When I did this, /etc/init.d/net.eth0 started successfully and the routing table (netstat -rn) looked right, but I could get no ICMP or ARP ping response (using ping or arping2).  Interestingly, when I pinged the win box, I saw the pings coming in and going out....

I wonder if it's something to do with r8169, but have no idea how to debug it and I haven't found any relevant bug reports on google.

----------

## nova13

Booted the gentoo box in windows, and I get the same behavior.  It doesn't work with DHCP and it doesn't work with a static ip.  On its side of the connection I see packets going out but nothing coming back.  On the other side, I see packets coming and going.

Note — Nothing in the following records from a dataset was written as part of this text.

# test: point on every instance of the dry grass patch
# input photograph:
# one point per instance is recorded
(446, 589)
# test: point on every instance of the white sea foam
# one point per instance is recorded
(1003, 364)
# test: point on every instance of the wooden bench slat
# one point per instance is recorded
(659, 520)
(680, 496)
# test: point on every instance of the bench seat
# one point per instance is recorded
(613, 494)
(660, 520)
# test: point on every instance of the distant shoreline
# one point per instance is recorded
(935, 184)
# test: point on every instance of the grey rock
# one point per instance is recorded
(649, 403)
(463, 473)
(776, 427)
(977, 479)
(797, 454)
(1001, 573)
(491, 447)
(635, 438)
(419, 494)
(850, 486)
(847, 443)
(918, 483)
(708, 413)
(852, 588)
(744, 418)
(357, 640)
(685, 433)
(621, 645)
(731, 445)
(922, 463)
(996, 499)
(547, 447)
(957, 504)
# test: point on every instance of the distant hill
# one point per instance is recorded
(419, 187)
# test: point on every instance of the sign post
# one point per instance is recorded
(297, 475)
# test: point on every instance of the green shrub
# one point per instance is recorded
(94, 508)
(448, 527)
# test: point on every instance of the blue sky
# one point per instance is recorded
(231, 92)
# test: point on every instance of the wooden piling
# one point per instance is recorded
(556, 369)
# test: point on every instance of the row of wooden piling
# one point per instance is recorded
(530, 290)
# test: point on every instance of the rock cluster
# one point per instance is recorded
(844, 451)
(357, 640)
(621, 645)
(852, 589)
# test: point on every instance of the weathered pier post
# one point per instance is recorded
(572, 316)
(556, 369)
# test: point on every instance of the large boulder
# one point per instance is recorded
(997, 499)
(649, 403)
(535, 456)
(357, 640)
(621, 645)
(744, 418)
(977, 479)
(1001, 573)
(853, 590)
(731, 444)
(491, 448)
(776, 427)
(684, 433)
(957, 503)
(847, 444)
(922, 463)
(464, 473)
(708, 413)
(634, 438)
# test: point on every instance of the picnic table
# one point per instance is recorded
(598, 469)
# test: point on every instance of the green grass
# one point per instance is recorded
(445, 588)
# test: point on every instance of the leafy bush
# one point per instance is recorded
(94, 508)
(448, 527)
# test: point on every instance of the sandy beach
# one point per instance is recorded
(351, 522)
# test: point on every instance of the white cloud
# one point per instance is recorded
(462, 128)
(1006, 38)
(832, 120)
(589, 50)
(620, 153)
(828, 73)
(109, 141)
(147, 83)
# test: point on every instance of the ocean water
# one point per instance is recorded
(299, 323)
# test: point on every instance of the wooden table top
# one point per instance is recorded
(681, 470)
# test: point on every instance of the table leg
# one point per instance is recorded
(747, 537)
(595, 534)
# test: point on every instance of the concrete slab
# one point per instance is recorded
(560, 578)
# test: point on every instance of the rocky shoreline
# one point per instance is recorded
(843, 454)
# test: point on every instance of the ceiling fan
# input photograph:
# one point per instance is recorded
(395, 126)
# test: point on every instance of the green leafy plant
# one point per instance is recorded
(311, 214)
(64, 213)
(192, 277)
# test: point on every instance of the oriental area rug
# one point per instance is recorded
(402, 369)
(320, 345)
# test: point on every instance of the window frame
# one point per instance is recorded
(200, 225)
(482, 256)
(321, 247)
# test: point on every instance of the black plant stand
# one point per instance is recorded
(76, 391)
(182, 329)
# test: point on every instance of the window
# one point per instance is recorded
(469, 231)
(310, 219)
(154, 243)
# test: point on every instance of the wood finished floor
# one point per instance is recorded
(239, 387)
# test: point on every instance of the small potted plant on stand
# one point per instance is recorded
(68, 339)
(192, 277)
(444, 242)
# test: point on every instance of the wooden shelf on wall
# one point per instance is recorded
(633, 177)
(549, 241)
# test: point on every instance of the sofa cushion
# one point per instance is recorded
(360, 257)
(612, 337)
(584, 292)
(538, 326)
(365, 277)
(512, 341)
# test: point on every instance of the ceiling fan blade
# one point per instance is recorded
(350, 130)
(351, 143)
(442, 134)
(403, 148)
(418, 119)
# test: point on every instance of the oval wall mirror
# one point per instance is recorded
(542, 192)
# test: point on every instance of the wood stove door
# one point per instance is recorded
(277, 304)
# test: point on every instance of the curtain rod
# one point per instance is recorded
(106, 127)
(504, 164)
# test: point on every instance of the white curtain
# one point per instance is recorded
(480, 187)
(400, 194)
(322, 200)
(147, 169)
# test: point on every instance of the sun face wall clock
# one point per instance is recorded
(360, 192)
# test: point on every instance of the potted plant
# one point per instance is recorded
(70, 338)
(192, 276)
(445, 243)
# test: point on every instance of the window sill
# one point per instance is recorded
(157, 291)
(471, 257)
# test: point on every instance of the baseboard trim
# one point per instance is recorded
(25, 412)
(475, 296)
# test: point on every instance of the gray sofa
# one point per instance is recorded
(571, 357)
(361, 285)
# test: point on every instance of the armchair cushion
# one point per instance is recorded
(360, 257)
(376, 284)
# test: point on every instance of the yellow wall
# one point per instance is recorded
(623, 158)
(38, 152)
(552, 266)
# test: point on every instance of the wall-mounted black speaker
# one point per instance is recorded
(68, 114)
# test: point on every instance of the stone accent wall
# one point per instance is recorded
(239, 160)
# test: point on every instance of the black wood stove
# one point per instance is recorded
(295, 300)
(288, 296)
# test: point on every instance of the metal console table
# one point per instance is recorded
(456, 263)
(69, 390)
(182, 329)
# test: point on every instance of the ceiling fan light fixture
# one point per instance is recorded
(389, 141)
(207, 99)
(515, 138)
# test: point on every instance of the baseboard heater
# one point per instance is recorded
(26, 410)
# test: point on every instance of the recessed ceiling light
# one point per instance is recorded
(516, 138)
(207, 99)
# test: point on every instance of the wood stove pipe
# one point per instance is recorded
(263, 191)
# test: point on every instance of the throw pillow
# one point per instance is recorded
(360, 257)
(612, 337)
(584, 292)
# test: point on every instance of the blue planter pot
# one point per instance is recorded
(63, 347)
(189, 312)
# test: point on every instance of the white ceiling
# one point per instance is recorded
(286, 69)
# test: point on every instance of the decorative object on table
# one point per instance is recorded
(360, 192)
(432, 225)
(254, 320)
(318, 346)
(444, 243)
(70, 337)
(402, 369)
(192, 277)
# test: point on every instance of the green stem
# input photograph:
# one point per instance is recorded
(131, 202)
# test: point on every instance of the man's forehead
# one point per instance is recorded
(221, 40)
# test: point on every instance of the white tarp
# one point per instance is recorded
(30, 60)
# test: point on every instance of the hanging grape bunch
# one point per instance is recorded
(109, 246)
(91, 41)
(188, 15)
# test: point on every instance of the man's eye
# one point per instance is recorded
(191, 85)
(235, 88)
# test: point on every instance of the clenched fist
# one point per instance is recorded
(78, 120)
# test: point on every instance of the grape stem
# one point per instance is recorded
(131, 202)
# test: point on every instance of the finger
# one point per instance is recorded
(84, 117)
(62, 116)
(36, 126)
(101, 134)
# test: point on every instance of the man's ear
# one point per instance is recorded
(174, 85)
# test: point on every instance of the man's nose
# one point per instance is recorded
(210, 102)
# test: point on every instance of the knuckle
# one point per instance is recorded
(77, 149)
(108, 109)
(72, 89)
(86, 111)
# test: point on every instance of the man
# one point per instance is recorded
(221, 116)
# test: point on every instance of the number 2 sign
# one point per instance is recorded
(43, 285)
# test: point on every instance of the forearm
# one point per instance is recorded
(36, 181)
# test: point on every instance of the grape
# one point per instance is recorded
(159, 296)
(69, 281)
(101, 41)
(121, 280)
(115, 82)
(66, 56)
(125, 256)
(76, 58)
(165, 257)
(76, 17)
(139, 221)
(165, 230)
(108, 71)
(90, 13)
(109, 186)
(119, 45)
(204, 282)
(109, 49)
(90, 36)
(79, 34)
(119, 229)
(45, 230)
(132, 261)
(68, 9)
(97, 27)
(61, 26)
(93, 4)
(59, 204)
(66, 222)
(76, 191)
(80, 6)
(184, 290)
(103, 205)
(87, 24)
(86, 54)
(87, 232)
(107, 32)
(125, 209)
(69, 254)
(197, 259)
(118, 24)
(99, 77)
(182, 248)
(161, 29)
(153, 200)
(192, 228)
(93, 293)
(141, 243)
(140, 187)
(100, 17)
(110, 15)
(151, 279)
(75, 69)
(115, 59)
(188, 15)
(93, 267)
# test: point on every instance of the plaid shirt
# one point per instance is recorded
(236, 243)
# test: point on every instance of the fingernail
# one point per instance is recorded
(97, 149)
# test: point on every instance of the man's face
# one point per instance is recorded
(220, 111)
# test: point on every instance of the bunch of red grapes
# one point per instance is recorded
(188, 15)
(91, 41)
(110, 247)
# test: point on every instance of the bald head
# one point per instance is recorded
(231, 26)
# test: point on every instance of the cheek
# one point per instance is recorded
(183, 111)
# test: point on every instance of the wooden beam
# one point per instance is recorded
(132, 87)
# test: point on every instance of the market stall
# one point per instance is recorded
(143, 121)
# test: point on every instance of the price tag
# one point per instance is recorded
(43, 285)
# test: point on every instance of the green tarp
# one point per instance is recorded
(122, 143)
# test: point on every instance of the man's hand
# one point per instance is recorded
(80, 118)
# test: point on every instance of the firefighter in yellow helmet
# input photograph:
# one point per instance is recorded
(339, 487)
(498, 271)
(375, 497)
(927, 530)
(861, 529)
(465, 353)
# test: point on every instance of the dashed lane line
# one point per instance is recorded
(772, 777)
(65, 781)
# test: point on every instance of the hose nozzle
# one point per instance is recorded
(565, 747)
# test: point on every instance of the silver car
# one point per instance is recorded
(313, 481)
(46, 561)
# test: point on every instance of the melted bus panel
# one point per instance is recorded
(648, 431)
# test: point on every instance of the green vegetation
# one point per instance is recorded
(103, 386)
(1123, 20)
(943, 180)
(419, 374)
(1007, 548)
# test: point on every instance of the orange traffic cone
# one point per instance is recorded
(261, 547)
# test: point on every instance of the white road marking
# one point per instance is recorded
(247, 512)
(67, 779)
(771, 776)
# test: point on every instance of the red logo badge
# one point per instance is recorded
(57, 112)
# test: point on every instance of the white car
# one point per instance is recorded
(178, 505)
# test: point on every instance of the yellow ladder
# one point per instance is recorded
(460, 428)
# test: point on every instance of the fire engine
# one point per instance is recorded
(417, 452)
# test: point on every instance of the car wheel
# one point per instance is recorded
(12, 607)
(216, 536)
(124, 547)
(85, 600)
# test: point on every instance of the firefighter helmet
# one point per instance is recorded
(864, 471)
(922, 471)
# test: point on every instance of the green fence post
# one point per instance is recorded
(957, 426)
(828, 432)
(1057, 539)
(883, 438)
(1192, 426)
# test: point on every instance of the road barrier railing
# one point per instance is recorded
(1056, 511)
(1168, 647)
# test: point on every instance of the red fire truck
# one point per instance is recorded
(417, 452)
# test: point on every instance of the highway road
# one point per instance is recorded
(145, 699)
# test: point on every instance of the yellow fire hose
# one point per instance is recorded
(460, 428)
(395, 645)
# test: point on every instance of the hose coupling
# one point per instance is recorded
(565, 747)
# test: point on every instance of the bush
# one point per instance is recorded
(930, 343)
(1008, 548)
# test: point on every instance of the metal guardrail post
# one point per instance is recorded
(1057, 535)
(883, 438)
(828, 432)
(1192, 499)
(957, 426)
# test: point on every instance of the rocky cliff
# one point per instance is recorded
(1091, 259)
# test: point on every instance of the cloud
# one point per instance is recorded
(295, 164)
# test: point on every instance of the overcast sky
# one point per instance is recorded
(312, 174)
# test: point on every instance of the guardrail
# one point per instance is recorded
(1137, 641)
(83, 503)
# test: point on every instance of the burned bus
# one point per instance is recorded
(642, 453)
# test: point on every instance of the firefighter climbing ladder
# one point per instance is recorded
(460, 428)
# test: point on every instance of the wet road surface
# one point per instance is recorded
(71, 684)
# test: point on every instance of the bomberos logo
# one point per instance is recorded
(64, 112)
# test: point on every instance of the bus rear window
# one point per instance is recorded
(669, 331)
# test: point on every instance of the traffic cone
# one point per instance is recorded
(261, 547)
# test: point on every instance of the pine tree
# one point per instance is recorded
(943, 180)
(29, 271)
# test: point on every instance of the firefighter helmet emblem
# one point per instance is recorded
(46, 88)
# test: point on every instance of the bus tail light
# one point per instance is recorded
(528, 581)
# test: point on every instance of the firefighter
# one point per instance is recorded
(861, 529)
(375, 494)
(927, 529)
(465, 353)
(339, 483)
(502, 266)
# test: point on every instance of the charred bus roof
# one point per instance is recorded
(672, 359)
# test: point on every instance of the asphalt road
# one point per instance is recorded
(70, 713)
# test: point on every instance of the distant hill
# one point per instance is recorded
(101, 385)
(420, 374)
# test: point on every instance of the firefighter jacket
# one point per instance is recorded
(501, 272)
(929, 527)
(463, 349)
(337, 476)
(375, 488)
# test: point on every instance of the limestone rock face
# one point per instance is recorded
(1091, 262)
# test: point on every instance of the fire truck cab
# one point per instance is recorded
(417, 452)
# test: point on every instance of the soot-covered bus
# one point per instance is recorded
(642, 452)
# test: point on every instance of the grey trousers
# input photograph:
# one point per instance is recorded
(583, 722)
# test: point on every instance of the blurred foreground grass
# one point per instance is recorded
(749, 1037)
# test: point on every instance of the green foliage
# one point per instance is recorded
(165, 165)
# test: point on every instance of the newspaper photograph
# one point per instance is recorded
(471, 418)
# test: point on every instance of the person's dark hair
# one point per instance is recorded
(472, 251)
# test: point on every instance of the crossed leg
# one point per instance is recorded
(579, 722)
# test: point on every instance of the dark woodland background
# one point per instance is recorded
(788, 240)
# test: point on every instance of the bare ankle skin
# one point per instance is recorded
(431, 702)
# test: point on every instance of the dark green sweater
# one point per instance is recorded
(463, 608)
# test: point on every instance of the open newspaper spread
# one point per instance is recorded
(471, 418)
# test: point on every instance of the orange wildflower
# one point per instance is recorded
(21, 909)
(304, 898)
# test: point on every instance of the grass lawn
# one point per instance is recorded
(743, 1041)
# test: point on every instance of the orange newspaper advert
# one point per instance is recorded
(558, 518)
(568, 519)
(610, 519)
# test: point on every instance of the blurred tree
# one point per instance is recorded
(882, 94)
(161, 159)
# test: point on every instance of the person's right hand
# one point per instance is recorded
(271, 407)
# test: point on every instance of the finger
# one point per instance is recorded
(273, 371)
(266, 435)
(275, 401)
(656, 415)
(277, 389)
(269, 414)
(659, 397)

So it's not the kernel.  I guess it could still be the driver, if the Windows driver is similar. I'd guess it's the network adapter, but then how is it able to connect to the cable modem and how can I use that info to get it to connect to the router?

----------

## didymos

I'd suspect it's some setting on the router, but I have no idea what that would be (and even if I knew the make and model, still wouldn't, as I don't own any routers).

----------

## nova13

I thought so too, initially, but I had trouble connecting it to a different router as well, and it won't connect directly to another pc even with static addressing!  I guess I'll be buying a new NIC....

----------

## nova13

Ok, I had a chance to look at this some more this weekend (still haven't caved and bought a new NIC).  :Smile: 

As I said before, the gentoo box gets a dhcp response from the cable modem, but seems to ignore (or not to receive) dhcp responses from the router or the windows box.  I compared the dhcp offer packets sent by the router to those sent by the cable modem and there was one glaring difference: the cable modem addresses its dhcp OFFER packet directly to my NIC, but the router uses broadcast MAC and broadcast IP.  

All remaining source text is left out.